Last weekend in City Heights marked two radically different responses to law enforcement in diverse and lower income communities.
San Diego Police Department Community Liaison Officer David Felkins greeted residents and community groups Saturday morning outside the City Heights Community Development Corporation office on El Cajon Boulevard. They participated in an hour long walk around the neighborhood of Teralta West.
The monthly walk happens every third Saturday at various locations around City Heights. Police say it gives residents the opportunity to meet officers, discuss crime and community concerns.
Armed with trash grabbers, over two dozen residents, picked up cigarette butts and food packaging that littered the sidewalks and alleys.
Long time City Heights resident, Maria Cortez, lead the day’s walk. She told stories of the area’s past crimes, pointing out the homes that once housed drug dealers, brothels, and squats.
With continued help from the police, over the last 35 years Cortez has lived in her City Heights home, she has been able to clean up her block.
“Back in the day, it seemed like they [SDPD] were just there to do their job and then they’d leave,” she said. “But now, within the past 25 years, we’ve gotten to know the police very well.”
She credits SDPD’s efforts like the community law enforcement walk and having community liaison officers available at the mid-city police substation to establishing that open community dialogue with the police.
“We’ve got a few bad apples, but you know what, those few bad apples don’t matter to us,” Cortez said. “Because the majority of our police department, I give them a high five.”
SDPD has been able to generate good rapport with some of City Heights’ community leaders and business owners.
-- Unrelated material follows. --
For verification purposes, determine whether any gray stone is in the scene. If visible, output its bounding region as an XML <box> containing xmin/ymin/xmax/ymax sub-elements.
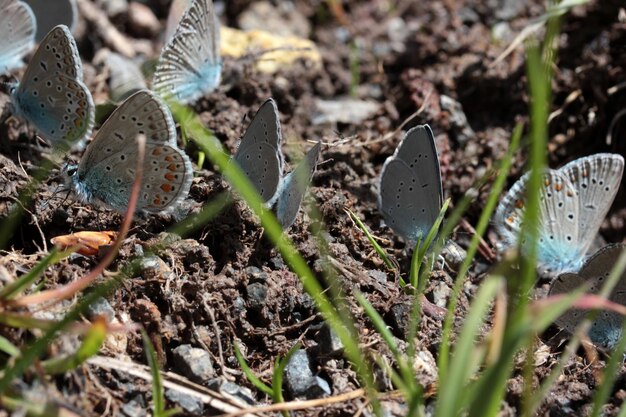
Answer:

However, racial profiling data, video footage questioning reported police accounts, and national stories of young black men being fatally wounded by police officers has others wondering where the U.S. has left the civil rights movement.
Over two dozen joined a candlelight vigil Sunday evening for Tamir Rice and other young people who have lost their lives when confronted by the police. Part of a nationwide call to rally for the three month anniversary of the death Rice, a 12-year-old black boy that was shot and killed by a white Cleveland, Ohio police officer.
Organized by local community activist DeMilo Young, the rally mourned the loss of the youth and called on participants to take action to prevent further deaths.
“A black man, woman or child are more likely to be shot by police. Why is that? We have to get to the root of that issue,” Young said. “We can’t just say we need law enforcement reform. We need humanity reform.”
The San Diego County District Attorney’s Office recently released a study of San Diego County officer involved shootings with 20 years of data. The report shows that 19 percent of the suspects were black. San Diego County has a total black population of 4.59 percent, as of 2011.
At the rally, Cathy Mendonca of United Against Police Terror – San Diego, read out loud the names of the youth that became statistics for that report.
UAPTSD and Women Occupy are petitioning to reform the City of San Diego’s Citizens Review Board on Police Practices to be more reflective of the County of San Diego’s Citizens’ Law Enforcement Review Board.
UAPTSD have organizing meetings the 2nd and 4th Wednesdays of the month at the Activist Center on Wightman Street and Van Dyke Avenue in City Heights.
Alicia Garza, of Black Lives Matter, will be addressing the goals of the national movement she co-founded and local movements in San Diego, Friday evening at the Malcolm X Library.
The next Community Law Enforcement Walk is scheduled for March 21, at a currently unconfirmed location. Details will be available on Nextdoor.com, a neighborhood specific social network SDPD uses to communicate with residents.